Aux Etats-Unis, deux écoles ont opposé aux insuffisances de la méthode de Radcliffe- Brown des réponses différentes de celles des structuralistes : les nouveaux anthropologues évolutionnistes (White, Steward) et les sociologues fonctionnalistes (en particulier Parsons et Levy. Les deux courants s’appuient sur un principe commun, l’ambition de déceler les mécanismes du changement social. Ils présentent des travaux complémentaires, dans la mesure où les anthropologues s’intéressent à l’évolution de sociétés traditionnelles (au sens de Durkheim), alors que les sociologues analysent des stades d’évolution « plus avancés ».

L’hypothèse de base de ces courants est la théorie de l’évolution des sociétés (Parsons, 1966), définie par les fonctionnalistes comme un processus croissant de différenciation structurelle et de spécialisation fonctionnelle. Cependant, cette approche repose sur deux présupposés :

- La société (américaine) dont est originaire le sociologue est considérée comme le point d’évolution vers lequel tendent toutes les autres sociétés, même si elles s’en approchent par des itinéraires divers. On peut donc déceler dans cet évolutionnisme une certaine forme d’ethnocentrisme, à moins d’admettre explicitement la possibilité de l’existence de plusieurs centres de convergence (Lallement, 2005).
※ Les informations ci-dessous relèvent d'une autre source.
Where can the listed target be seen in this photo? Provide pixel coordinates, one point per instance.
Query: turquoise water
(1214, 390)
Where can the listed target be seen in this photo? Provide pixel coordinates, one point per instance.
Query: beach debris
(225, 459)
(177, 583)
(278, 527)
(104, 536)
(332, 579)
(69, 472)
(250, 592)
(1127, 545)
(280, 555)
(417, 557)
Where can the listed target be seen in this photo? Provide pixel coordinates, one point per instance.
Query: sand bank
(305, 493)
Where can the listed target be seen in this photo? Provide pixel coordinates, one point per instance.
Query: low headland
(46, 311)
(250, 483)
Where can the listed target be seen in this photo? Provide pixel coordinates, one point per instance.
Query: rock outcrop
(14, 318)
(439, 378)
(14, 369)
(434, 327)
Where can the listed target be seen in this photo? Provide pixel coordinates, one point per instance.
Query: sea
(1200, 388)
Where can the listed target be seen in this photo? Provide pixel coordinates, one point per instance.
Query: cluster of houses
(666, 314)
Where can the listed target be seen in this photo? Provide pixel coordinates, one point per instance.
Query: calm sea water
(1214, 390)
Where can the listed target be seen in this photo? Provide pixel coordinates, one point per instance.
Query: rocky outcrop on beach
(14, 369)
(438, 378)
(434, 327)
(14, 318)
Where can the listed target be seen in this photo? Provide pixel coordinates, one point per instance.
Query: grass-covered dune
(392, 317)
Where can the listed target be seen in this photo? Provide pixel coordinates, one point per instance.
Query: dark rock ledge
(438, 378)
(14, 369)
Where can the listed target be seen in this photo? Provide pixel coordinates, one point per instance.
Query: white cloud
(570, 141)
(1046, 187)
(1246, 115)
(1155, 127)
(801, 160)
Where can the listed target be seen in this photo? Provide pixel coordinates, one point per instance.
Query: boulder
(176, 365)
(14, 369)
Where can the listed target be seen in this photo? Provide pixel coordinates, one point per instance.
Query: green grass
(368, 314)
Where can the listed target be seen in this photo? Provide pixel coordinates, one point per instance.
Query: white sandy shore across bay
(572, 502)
- Les actions dans un système social découlent des propriétés de ce système, et non des intentions et du sens vécu par les acteurs. Il existe donc une logique objective du système qui produit des effets indépendamment d’une mobilisation intentionnelle de ceux-ci. Cette approche ne peut donc pas prendre en compte le phénomène de construction collective de

sens. Dans une perspective comparatiste, elle s’oppose radicalement aux analyses en termes de culture.